Своими настырными вопросами Горальчук всё больше зажимал Булгакова, ибо девушки находились в ступоре, а Искрицкий, дав какое-то распоряжение анестезистке, исчез за дверью так ловко и стремительно, что Ответственный хирург даже не успел среагировать. На шум из ургентного оперблока выглянули Катя и Люда. Увидев Горальчука, они ойкнули и тут же спрятались.
– Ну я, – очень неохотно выдавил Антон, переступая с ноги на ногу.
– Шо – «ты»?
– Я оперировал этого больного…
– Шо?!! – длинное лицо Тараса Трифоновича так вытянулось, что совершенно потеряло осмысленность.– Як цэ- «ты»? Ты кто такой? Взагали! С кем? З ней? З Надией? От файно…

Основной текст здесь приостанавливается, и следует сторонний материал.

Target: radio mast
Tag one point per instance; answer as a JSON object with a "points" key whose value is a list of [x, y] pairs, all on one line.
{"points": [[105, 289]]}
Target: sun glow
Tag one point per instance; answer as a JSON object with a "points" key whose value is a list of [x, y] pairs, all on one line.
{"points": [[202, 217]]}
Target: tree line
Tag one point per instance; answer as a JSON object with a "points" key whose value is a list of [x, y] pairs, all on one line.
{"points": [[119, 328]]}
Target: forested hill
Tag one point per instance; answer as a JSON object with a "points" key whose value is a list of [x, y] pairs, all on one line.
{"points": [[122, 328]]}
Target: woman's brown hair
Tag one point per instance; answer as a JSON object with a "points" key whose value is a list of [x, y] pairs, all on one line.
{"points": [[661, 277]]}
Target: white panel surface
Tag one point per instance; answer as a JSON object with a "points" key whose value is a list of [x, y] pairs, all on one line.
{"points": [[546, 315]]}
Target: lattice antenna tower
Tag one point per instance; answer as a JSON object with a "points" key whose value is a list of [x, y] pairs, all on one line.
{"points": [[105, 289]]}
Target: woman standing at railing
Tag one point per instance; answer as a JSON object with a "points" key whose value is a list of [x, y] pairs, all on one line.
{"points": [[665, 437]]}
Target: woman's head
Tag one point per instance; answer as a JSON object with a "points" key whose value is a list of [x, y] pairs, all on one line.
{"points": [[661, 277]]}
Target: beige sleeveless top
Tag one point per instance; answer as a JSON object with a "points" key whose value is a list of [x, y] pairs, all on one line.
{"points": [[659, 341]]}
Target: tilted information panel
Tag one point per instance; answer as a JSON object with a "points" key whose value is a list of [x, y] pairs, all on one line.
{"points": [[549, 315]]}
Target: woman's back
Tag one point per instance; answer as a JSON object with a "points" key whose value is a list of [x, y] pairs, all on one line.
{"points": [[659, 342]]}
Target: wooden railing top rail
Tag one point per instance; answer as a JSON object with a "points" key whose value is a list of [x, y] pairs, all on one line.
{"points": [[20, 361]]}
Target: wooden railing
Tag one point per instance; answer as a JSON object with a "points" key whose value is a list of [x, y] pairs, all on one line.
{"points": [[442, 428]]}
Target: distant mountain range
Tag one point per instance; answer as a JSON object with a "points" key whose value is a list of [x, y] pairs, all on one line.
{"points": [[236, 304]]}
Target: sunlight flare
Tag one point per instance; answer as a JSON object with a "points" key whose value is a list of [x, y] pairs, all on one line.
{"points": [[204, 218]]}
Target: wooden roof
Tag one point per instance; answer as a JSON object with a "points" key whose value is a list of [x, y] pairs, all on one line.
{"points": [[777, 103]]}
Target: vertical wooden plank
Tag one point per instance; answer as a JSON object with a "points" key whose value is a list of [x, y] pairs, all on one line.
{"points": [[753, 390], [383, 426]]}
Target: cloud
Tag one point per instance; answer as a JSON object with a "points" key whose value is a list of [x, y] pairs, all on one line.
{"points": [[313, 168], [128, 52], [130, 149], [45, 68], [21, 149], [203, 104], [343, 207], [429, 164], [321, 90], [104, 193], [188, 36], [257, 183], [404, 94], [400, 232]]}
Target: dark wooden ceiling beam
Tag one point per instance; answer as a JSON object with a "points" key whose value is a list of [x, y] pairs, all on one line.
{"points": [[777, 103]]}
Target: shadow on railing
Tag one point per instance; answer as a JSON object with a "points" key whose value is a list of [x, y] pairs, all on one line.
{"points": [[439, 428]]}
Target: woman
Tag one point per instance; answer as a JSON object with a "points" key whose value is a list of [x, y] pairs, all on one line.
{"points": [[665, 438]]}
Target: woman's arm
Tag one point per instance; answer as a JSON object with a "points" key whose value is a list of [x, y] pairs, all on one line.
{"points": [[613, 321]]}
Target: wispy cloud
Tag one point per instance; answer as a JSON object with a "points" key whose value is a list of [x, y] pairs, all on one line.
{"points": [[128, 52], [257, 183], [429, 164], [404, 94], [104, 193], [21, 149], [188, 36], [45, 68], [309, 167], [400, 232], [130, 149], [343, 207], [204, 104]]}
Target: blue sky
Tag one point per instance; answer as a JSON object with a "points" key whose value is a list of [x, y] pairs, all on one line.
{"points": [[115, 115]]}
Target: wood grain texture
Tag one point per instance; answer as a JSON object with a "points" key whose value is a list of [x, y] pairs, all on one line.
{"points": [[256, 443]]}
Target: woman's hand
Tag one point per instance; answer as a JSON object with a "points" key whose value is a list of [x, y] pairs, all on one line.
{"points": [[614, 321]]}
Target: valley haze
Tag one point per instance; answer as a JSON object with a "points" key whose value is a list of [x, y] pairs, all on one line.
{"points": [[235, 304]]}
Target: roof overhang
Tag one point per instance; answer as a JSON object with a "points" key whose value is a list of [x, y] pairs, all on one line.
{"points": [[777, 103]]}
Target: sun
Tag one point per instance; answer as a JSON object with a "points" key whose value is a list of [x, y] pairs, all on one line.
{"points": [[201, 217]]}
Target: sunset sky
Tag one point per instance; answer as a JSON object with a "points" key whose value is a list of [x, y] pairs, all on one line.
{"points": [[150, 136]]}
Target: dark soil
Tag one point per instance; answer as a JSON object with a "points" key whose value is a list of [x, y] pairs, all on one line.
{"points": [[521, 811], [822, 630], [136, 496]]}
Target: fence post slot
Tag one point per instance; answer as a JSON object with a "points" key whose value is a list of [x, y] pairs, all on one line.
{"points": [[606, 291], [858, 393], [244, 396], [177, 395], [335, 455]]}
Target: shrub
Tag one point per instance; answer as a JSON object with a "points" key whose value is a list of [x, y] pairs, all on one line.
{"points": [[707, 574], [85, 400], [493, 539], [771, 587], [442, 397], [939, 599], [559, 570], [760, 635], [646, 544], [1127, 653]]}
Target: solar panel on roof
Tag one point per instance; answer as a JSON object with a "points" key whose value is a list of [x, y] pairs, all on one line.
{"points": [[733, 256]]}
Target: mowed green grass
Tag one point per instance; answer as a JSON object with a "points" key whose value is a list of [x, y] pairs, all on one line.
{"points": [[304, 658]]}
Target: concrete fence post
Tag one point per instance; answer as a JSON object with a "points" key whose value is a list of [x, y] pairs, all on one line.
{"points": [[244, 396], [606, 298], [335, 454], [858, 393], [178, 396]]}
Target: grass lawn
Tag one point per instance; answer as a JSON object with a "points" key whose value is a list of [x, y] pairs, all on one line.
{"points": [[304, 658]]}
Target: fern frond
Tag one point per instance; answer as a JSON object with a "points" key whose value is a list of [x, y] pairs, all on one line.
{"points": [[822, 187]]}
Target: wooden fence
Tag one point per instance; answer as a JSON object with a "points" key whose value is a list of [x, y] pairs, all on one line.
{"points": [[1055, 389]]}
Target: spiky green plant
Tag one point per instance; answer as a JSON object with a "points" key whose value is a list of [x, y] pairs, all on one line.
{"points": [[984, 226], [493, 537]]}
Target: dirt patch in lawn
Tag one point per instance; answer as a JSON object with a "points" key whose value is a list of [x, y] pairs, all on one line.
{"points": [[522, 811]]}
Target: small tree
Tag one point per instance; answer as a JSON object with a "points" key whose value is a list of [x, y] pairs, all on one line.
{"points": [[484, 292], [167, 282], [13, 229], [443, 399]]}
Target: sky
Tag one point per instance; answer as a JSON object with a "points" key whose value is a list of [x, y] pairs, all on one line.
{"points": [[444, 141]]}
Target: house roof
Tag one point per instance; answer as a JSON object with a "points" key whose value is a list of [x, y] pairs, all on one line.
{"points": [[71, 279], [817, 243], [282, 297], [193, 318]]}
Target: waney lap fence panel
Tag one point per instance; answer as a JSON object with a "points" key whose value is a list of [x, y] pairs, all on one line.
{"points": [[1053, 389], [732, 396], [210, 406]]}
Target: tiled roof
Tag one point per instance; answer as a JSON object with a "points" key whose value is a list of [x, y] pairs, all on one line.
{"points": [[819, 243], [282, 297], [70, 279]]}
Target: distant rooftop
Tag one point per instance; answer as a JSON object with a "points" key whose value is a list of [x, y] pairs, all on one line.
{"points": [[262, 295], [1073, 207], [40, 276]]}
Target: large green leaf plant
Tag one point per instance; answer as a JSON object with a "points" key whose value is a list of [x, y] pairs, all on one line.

Ответственный моментально бросился к больному, пощупал пульс, приподнял веки, откинул простыню, осмотрел живот и повязку.
– Нэма нияких слов. От стервецы… Дэ Ломоносов, останний раз пытаю!!
– Он это… не смог.
– Як цэ – не смог?! Да вы шо мне тут уси – ох…ели, граждане? – с трудом осознавал происходящее Горальчук. – Да як же так? Шо значит «не смог»? Шо з ним такое? Да дэ вин? В ординаторськой? Ну, зараз пойду подывлюсь на нього – як так вин не может. А вы – больного в палату и ко мне все, быстро. И Искрицького найдите- ишь, хытрый, вже втик! Ну, як ведь чуял, чуял, шо здэсь яка-то шкода затевается…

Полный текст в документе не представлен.